Journal d’un biophile, mai 2026

 

Tombeaux du renard et du geai

 

 

23 mai 2026

Il n’y a plus que deux renardeaux au terrier des Chèvres, dont celui à la queue de genette. Est-ce à cause de la chaleur revenue ? Est-ce la dispersion naturelle ? Les quatre autres ont-ils été tués par des prédateurs, des collets ? Sont-ils ailleurs, quelque part dans les bois, dans un autre terrier ? Voici en tout cas dans l’herbe des touffes de poils blancs mêlés de quelques roux qui témoignent, sans doute, d’un drame qui s’est joué ici au profit on suppose d’un rapace, et aux dépends de l’un des renardeaux – le printemps est cruel, puisque qui dit plus de vie dit davantage de mort.

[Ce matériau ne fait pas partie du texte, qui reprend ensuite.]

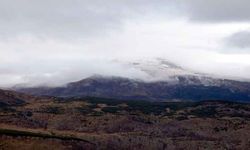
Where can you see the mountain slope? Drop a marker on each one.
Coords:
(165, 81)
(123, 88)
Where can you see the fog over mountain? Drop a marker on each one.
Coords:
(53, 42)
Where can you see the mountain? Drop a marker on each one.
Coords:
(10, 98)
(165, 81)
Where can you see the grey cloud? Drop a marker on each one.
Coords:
(217, 10)
(70, 18)
(240, 40)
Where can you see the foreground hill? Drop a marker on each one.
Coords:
(95, 123)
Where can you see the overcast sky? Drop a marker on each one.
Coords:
(58, 41)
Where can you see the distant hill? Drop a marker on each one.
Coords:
(164, 81)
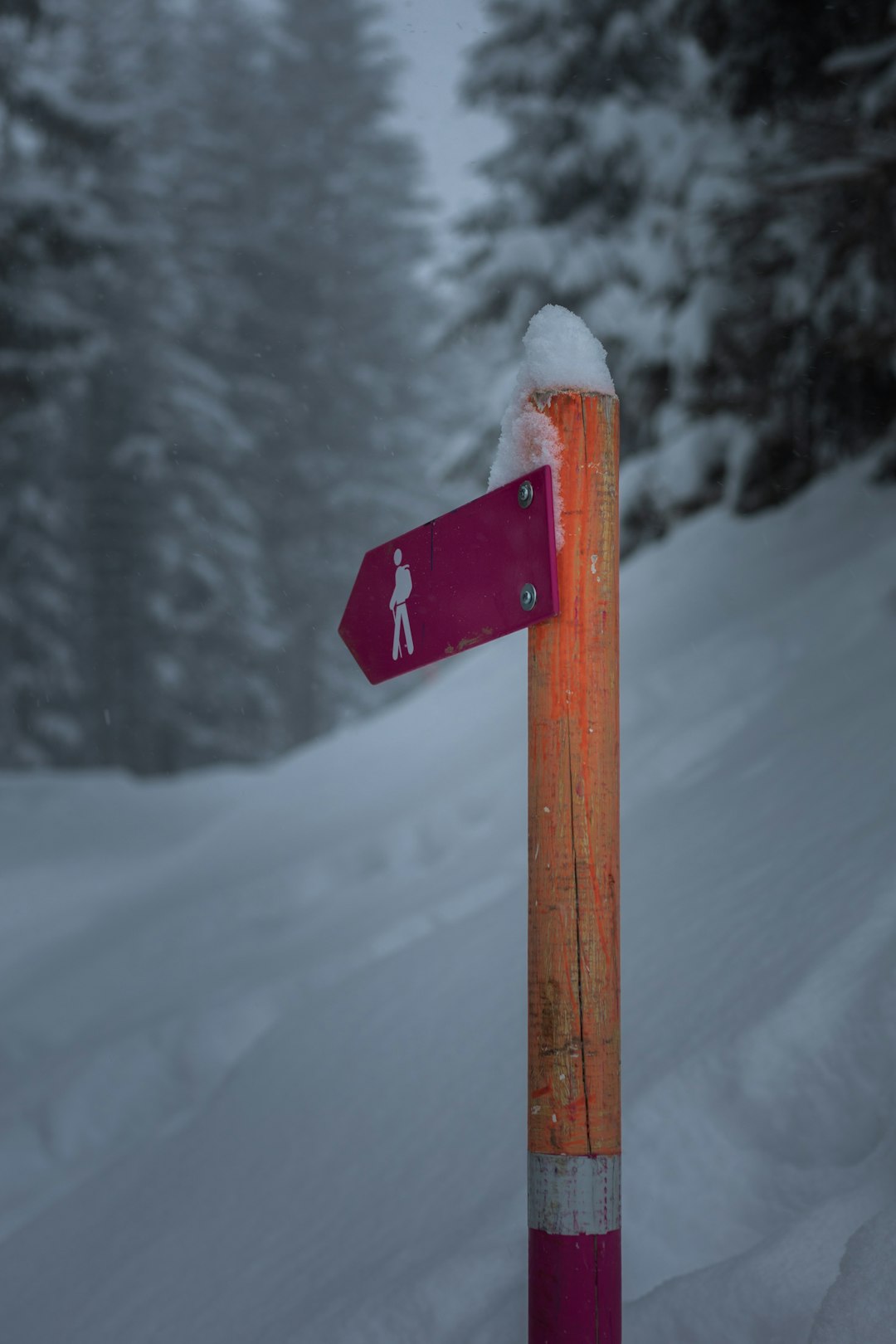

Plus loin sur une souche, un geai a délaissé la totalité de son plumage, au profit peut-être d’un renard ou d’une chouette. On accuse trop souvent les geais d’être des pilleurs de nids, des prédateurs de passereaux, ce pourquoi les chasseurs les tuent (comme ils tuent tous ceux en qui ils voient de possibles concurrents). Parfois, souvent, pourtant, le prédateur devient la proie. Celui-ci a été scrupuleusement plumé sur une souche où est resté tout son plumage, formant une stèle naturelle ornée de toutes les plumes brunes, blanches, grises ou irisées de ce bleu ciel si attirant qu’il donne chaque fois l’envie de les prendre pour en faire un bouquet. Cette fois, on laisse tout en place, car c’est un monument funéraire en mémoire du geai prédaté, que cette souche-là.